At age twenty-seven, he did know better, he says. After his service with the National Guard, he reconnected with people in his neighborhood and started dealing drugs. One night, he and three accomplices decided to rob a former associate, but the plan went awry, and the victim was killed. Gerrod took the harshest sentence, not for pulling the trigger but because he was the “ring leader.”
“For years I thought, I’m in prison because my co-defendants told on me, but honestly I was in prison because I had no right to do what I did.” Gerrod expresses deep shame reflecting on this time in his life. It is something he will carry forever.
But he has also made strenuous efforts to prove himself to his family and the community.
Gerrod was able to get a second parole hearing when he realized the board had not performed a risk assessment, a standard practice to objectively assess whether a former offender is a danger to society. On his second time, Gerrod recalls shaking when he sat in front of the three people who were to determine his fate.
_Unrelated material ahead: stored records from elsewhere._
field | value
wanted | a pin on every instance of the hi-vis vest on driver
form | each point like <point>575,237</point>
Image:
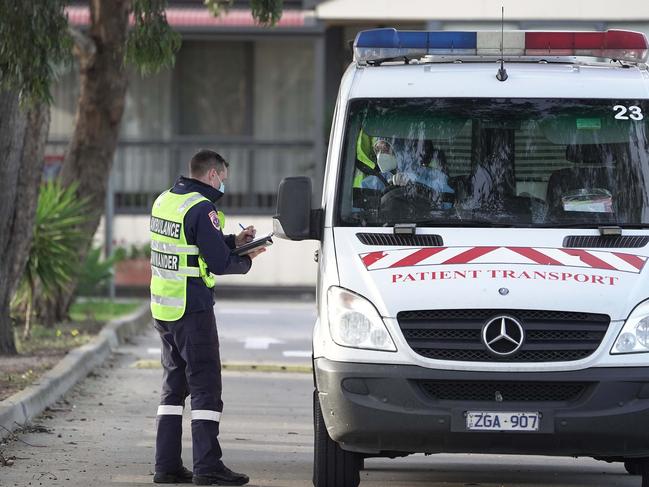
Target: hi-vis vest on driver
<point>169,253</point>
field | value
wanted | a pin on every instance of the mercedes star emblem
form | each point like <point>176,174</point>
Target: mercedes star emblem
<point>503,335</point>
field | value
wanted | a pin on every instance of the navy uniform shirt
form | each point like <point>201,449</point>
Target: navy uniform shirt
<point>202,229</point>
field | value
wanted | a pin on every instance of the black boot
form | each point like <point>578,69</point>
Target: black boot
<point>182,476</point>
<point>222,477</point>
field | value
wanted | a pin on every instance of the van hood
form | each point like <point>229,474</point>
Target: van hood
<point>494,268</point>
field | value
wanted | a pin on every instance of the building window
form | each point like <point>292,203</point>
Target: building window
<point>214,88</point>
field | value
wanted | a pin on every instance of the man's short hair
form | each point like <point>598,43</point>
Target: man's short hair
<point>203,161</point>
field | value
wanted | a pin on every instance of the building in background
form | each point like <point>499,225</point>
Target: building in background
<point>264,97</point>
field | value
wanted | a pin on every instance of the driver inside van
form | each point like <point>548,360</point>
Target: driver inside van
<point>393,167</point>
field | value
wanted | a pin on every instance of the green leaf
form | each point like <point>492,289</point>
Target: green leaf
<point>53,260</point>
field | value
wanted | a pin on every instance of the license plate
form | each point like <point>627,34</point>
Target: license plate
<point>502,421</point>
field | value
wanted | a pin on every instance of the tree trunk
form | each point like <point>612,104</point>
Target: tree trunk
<point>89,157</point>
<point>22,143</point>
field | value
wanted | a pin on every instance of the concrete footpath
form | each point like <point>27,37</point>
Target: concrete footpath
<point>20,408</point>
<point>103,432</point>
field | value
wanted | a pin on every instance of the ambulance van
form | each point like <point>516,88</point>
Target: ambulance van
<point>483,284</point>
Contradictions and questions fluttered through his mind. What do they want to hear? What do they want me to say? If I tell them the truth, will they think it’s a lie?
That time, he was successful.
If you ask Gerrod what it was like to step foot out of prison, you will see gratitude flush through his face. He is picturing that day, when he was greeted by his father, aunts, uncles, nieces, and nephews, all present to embrace him, all exuding support.
In his first two months after release, Gerrod would get up every morning and act like he had somewhere to go. He dressed for the job he hoped to get; he read at the library; he offered to work for free. He approached one nonprofit health agency several times to volunteer, each time hitting dead ends.
Eventually, he met someone who connected him with a supervisor, who offered him a paying job. Gerrod started as a part time patient advocate (along with working night shifts at another part time job), and by the end of 90 days, he was offered a full time position. Every day, he walks an hour to the bus stop, no matter how cold, and is sure to always arrive early. Meanwhile, he is finishing his Bachelor’s in Health and Wellness and serving on two boards: one for the Erie County Reentry Task Force and another the Erie County Stakeholders.
The future holds great promise for Gerrod. He works hard to maintain the connections in his life, particularly with his daughters, now 28 and 22 years old.
He hopes to get married again, to find mutual honesty in his relationships, and is soon moving into his own apartment. There are times when the “outside” is full of discomfort, as the world is a different place from 1994, when Gerrod was sentenced. Dating and communication have changed; people have changed.
Still, Gerrod is earnest and resolute in his goals.
“I’m never going back to prison, for nothing and no one.”